The decomposed body was found on the edge of a dirt road running up a mountainside on the edge of L.C. Gunn park, southeast of the city. The park is located next to the Trans-Canada Highway. The road, used by mountain bikers and off-road enthusiasts, is also known as an area for prostitutes, Cpl. Moskaluk said.
Women who work as prostitutes have been speaking to police about the incident, he said. "People in the sex trade have approached officers and discussed this file this weekend," Cpl. Moskaluk said. "They are all very concerned about what we are doing and if they can help."
Plainclothes officers with a police dog found the body late Friday while conducting a foot search in a wooded area of the park as part of an unrelated investigation.
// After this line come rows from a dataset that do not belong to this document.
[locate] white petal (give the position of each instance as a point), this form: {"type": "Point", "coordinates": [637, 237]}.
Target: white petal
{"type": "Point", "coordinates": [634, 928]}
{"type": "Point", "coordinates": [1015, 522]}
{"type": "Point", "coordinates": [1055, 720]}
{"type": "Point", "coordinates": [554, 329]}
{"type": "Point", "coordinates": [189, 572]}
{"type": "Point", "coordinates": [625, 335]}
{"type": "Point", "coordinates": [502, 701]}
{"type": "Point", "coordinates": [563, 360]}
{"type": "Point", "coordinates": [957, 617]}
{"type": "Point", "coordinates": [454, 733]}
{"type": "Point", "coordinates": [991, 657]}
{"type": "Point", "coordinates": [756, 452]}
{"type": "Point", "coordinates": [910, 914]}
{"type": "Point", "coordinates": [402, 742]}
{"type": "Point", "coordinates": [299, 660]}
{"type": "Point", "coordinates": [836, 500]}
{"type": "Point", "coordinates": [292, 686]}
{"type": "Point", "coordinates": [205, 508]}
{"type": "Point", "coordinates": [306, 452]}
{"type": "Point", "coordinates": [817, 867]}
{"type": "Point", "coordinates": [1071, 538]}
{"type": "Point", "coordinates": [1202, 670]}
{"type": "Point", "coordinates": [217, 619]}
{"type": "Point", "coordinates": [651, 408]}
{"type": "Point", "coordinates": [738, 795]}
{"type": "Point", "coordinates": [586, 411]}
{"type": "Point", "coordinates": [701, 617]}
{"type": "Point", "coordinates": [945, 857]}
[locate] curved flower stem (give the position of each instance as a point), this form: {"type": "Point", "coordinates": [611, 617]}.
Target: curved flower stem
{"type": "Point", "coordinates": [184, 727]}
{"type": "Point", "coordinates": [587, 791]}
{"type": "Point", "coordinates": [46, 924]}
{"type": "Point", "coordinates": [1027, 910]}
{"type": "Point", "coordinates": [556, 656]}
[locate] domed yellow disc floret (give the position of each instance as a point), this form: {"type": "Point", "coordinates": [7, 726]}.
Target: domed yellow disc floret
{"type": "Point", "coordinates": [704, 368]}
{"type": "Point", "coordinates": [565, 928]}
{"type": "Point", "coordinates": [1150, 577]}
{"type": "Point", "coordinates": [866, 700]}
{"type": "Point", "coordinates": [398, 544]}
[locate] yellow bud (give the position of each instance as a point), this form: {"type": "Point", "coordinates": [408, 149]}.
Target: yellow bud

The cause of death was not immediately obvious.
The officers could not tell whether the woman was killed at the spot or just dumped there after she was killed someplace else, Cpl. Moskaluk said. They have also been unable to tell whether she was one of the two recent missing women. "You are dealing with decomposed remains. It is not a matter of looking at a photo," he said.
However, he raised doubts about whether the remains could be those of any of the women who disappeared years ago along the Highway of Tears. "These are not skeletal remains," he said.
Police have been speaking to the families of two women who worked as prostitutes and were reported missing this fall in Prince George, he said.
Cynthia Frances Maas, a 35-year-old aboriginal woman with brown eyes and long brown hair, was last seen on Sept. 10 in Prince George. Her friends reported her as missing two weeks later. Police say her family and friends were concerned, as she normally had regular contact with them.
Natasha Lynn Montgomery, 23, was also reported missing in late September. Ms. Montgomery, who was from Quesnel, B.C., was seen in Prince George shortly before she went missing. She is a Caucasian woman with green eyes and brown hair.
Gladys Radek, the aunt of Tamara Chapman, who went missing along the Highway of Tears in 2005, said Tuesday she is still looking for answers about her niece. She had not spoken to the families of the Prince George women, but she knew what they were going through.
"They need time to absorb that it could be their daughter, sister, auntie or grandmother that is dead," she said. "Right now, we have [two]families who are anticipating who this woman is. There is a lot of pain going on in that community, as there was when Tamara went missing."
The police investigation into the decomposed body is headed by the Prince George RCMP general investigation section, assisted by the North District major crimes unit. A special investigative unit put together by the RCMP to investigate the missing and murdered women along the Highway of Tears, called Project E-Pana, have been consulted but they have not taken over the investigation.